Ah, but the corporation DOES sue people. You wouldn't say "A variety of people in an organization that produces fast food known as McDonalds sued a variety of people in an organization that produces shoes called Nike", you would say "Mcdonalds sued Nike".
Strictly because the latter's shorter than the former and linguistic convention has accepted that speaking in the latter manner is acceptable. The former is actually accurate. The latter is, and only is, a way to avoid having to spell it out quite so explicitly. That doesn't magically make McDonalds or Nike things that exist outside a person's head. It is directly equivalent to me saying "epistemology" instead of "the study of knowledge." Specialized language and not a wit more.
Like I said, to a heavy degree that's basically the crux of it. We've stated that a collective -- which is only a thing in a cognitive sense, and doesn't actually exist beyond that -- is an individual, and somehow deserves some of the rights (but not all of the responsibilities!) of an individual. If a corp, or a union, or whatever, exhibited the same degree of independence that a human does to, say, its lungs, I might be able to get behind the concept of groups as individuals.
But, they don't. Corps are fully controlled by individuals, and explicitly demonstrate the leading and control of individuals.
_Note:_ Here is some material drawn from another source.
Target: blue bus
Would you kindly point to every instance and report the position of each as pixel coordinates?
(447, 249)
The only times this seems (and only seems) to blur is when we allow those controlling individuals to hide behind the collective mantle of whatever it is they're directing... and allowing that perception -- and exponentially worse, attempting to enshrine it into law -- is causing extremely blatant problems.
I'd put it bluntly. The courts screwed the pooch with this one, and a reading of the constitution that does what you're speaking of is one that seriously needs to be reexamined. Calling things that are blatantly not people, people, isn't something we should be doing. Establishing laws for the recognition and protection of collective action? Yes, we need that. Calling collective action anything but what it is? No. We don't need that.
Yes, it is a strictly epistemological conclusion, but its still a true one, again, because the dog sure isn't complaining whereas the corporation (or the people representing it) is. The dog does not have representatives unless you count its owners, either.
Another point though: dogs don't "speak", they bark. There is no freedom of barking. If I went out late at night and barked, I wouldn't be sent to the pound but I would probably be fined for disturbing the peace (which is what dogs are doing by barking). Inversely, if a dog started campaigning for Rick Santorum, I seriously doubt it would be sent to the pound for doing so (or even if it was swearing and offending people). Therefore, it can be said that dogs, and therefore corporations, have freedom of speech.
The obvious answer is that is is no coincidence at all. Perhaps we are all sockpuppets of Necro.
Quiet, you're giving too much away!
But a corporation isn't sentient or sapient any more than an is does when there is someone piloting it.
A corporation is also an abstract concept that doesn't exist in the real world. However, the government also is an abstract concept that doesn't exist in the free world, but I don't think anyone would say the government doesn't have freedom of speech.
(And you say 'the airplane crashed', not 'the pilot of the airplane crashed', even in when the crash happens due to user error.)
Well yeah, even if the pilot of the airplane is responsible for crashing the airplane he isn't physically crashing. It's the plane plowing into the ground, the pilot just so happens to be inside. "The pilot of the airplane crashed" implies that he was racing across the sky like Superman and didn't watch where he was going.